Crowdsourcing has brought us Wikipedia and ways to understand how HIV proteins fold. It also provides an increasingly effective means for teams to write software, perform research or accomplish small repetitive digital tasks.
However, most tasks have proven resistant to distributed labor, at least without a central organizer. As in the case of Wikipedia, their success often relies on the efforts of a small cadre of dedicated volunteers. If these individuals move on, the project becomes difficult to sustain.
Scientists funded by the National Science Foundation (NSF) are finding new solutions to these challenges.
Aniket Kittur, an associate professor in the Human-Computer Interaction Institute at Carnegie Mellon University (CMU), designs crowdsourcing frameworks that combine the best qualities of machine learning and human intelligence, in order to allow distributed groups of workers to perform complicated cognitive tasks. Those include writing how-to guides or organizing information without a central organizer.
At the Computer-Human Interaction conference in Chicago this week, Kittur and his collaborators Nathan Hahn and Joseph Chang (CMU), and Ji Eun Kim (Bosch Corporate Research), will present two prototype systems that enable teams of volunteers, buttressed by machine learning algorithms, to crowdsource more complex intellectual tasks with greater speed and accuracy (and at a lower cost) than past systems.
“We are trying to scale up human thinking by letting people build on the work that others have done before them,” Kittur said.
The Knowledge Accelerator
One piece of prototype software developed by Kittur and his collaborators, called the Knowledge Accelerator empowers distributed workers to perform information synthesis.
The software combines materials from a variety of sources, and constructs articles that can provide answers to commonly sought questions — questions like: “How do I get my tomato plant to produce more tomatoes?” or “How do I unclog my bathtub drain?”
To assemble answers, individuals identify high-value sources from the Internet, extract useful information from those sources, cluster clips into commonly discussed topics, and identify illustrative images or video.
With the Knowledge Accelerator, each crowd worker contributes a small amount of effort to synthesize online information to answer complex or open-ended questions, without an overseer or moderator.
The researchers’ challenge lies in designing a system that can divide assignments into short microtasks, each paying crowd workers $1 for 5-10 minutes of work. The system then must combine that information in a way that maintains the article flow and cohesion, as if it were written by a single author.
The researchers showed that their method produced articles judged by crowd workers as more useful than pages that were in the top five Google results from a given query. Those top Google results are typically created by experts or professional writers.
“Overall, we believe this is a step towards a future of big thinking in small pieces, where complex thinking can be scaled beyond individual limits by massively distributing it across individuals,” the authors concluded.
Alloy
A related problem that Kittur and his team tackled involved clustering — pulling out the patterns or themes among documents to organize information, whether Internet searches, academic research articles or consumer product reviews.
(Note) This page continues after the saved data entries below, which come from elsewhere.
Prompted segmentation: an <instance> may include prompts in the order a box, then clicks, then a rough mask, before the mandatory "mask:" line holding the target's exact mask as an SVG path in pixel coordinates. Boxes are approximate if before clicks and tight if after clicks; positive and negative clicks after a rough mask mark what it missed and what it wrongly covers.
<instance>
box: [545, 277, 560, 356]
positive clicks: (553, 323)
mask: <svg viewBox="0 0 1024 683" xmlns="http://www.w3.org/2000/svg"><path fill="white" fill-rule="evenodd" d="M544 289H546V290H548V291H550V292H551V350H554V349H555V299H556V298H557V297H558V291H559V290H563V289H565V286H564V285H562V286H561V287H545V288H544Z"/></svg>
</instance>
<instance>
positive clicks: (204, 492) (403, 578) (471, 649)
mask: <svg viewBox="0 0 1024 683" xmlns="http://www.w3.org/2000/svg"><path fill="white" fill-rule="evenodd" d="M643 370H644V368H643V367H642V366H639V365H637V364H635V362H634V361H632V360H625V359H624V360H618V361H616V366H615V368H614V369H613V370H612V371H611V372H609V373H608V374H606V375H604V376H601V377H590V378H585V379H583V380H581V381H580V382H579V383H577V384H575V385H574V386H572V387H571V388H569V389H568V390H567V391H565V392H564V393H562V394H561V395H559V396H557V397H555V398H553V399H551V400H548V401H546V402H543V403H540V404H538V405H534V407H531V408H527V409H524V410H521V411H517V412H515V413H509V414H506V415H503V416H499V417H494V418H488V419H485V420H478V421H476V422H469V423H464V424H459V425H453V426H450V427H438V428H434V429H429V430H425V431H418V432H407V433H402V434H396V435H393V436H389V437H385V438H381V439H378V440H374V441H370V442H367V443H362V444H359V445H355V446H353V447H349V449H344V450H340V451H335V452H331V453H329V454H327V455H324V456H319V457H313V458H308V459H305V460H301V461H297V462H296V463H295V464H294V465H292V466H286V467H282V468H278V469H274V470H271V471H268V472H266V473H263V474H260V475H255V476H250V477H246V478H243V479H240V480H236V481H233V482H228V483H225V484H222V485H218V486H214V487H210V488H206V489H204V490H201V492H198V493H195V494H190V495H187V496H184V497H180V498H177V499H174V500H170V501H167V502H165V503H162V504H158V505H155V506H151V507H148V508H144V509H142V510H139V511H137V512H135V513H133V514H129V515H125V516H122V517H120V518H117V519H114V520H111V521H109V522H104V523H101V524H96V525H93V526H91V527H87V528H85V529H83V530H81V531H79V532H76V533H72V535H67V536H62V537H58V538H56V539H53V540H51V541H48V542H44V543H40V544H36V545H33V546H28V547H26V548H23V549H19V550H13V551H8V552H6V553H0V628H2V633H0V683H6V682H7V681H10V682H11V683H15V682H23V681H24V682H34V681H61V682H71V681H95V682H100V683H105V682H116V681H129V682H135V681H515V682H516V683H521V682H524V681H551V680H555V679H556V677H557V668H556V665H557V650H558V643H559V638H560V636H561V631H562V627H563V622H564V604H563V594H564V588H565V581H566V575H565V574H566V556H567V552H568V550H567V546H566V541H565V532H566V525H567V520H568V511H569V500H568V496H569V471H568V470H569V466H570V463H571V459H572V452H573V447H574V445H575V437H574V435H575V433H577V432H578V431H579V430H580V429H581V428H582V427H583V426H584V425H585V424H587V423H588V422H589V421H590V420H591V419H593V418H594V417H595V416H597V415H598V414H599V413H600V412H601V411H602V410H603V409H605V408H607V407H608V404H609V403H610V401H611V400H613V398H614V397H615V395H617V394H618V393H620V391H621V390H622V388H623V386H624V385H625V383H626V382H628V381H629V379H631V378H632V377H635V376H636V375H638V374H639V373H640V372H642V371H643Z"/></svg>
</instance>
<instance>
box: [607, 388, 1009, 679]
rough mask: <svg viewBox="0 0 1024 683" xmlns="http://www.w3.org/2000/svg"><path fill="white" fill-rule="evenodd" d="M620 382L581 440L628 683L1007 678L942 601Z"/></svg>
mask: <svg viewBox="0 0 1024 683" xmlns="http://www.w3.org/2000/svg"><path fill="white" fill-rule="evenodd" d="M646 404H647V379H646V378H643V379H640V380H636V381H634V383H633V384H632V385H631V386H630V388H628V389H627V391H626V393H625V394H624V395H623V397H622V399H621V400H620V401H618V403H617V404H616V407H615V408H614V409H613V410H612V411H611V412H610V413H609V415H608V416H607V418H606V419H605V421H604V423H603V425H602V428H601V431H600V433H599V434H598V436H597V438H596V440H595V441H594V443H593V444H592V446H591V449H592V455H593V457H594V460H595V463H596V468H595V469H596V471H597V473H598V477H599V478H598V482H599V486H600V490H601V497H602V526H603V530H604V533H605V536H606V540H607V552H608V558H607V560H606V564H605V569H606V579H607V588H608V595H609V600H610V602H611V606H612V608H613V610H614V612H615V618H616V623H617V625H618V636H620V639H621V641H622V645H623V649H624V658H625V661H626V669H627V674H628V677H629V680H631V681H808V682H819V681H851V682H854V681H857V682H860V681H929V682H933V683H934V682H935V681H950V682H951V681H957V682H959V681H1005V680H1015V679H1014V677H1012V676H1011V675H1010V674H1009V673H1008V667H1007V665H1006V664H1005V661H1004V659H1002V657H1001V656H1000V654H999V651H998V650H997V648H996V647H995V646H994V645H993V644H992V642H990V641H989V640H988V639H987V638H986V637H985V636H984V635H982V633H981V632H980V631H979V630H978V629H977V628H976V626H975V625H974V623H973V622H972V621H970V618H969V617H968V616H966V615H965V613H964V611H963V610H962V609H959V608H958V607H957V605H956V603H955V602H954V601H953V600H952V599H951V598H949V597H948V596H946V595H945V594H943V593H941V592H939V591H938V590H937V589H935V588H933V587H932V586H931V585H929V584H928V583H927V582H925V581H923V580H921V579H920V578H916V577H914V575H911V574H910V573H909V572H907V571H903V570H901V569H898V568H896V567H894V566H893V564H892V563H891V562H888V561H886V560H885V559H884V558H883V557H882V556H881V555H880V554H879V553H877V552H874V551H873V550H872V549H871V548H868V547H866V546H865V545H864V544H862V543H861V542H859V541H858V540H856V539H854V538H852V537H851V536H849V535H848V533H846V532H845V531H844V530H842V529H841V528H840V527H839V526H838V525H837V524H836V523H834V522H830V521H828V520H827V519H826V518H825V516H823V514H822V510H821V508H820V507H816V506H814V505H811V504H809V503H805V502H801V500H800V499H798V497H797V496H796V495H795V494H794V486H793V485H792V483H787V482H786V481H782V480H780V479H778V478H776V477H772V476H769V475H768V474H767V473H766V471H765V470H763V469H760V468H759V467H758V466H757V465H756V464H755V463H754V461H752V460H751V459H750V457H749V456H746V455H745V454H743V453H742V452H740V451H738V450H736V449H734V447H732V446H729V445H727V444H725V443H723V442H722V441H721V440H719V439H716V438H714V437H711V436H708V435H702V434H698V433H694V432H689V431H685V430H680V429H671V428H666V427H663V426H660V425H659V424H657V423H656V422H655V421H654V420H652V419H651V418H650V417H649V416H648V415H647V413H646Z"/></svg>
Machine learning systems have proven successful at automating aspects of this work, but their inability to understand distinctions in meaning among similar documents and topics means that humans are still better at the task. When human judgement is used in crowdsourcing, however, individuals often miss the full context that allows them to do the task effectively.
The new system, called Alloy, combines human intelligence and machine learning to speed up clustering using a two-step process.
In the first step, crowdworkers identify meaningful categories and provide representative examples, which the machine uses to cluster a large body of topics or documents. However, not every document can be easily classified, so in the second step, humans consider those documents that the machines weren’t able to cluster well, providing additional information and insights.
The study found that Alloy, using the two-step process, achieved better performance at a lower cost than previous crowd-based approaches. The framework, researchers say, could be adapted for other tasks such as image clustering or real-time video event detection.
“The key challenge here is trying to build a big picture view when each person can only see a small piece of the whole,” Kittur said. “We tackle this by giving workers new ways to see more context and by stitching together each worker’s view with a flexible machine learning backbone.”
On the path to knowledge
Kittur is conducting his research under an NSF Faculty Early Career Development (CAREER) award, which he received in 2012. The award supports junior faculty who exemplify the role of teacher-scholars through outstanding research, excellent education and the integration of education and research within the context of the mission of their organization. NSF is funding his work with $500,000 over five years.
The work advances the understanding and design of crowdsourcing frameworks, which can be applied to a variety of domains, he says.
“It has the potential to improve the efficiency of knowledge work, the training and practice of scientists, and the effectiveness of education,” Kittur says. “Our long-term goal is to produce a universal knowledge accelerator: capturing a fraction of the learning that every person engages in every day, and making that benefit later people who can learn faster and more deeply than ever before.”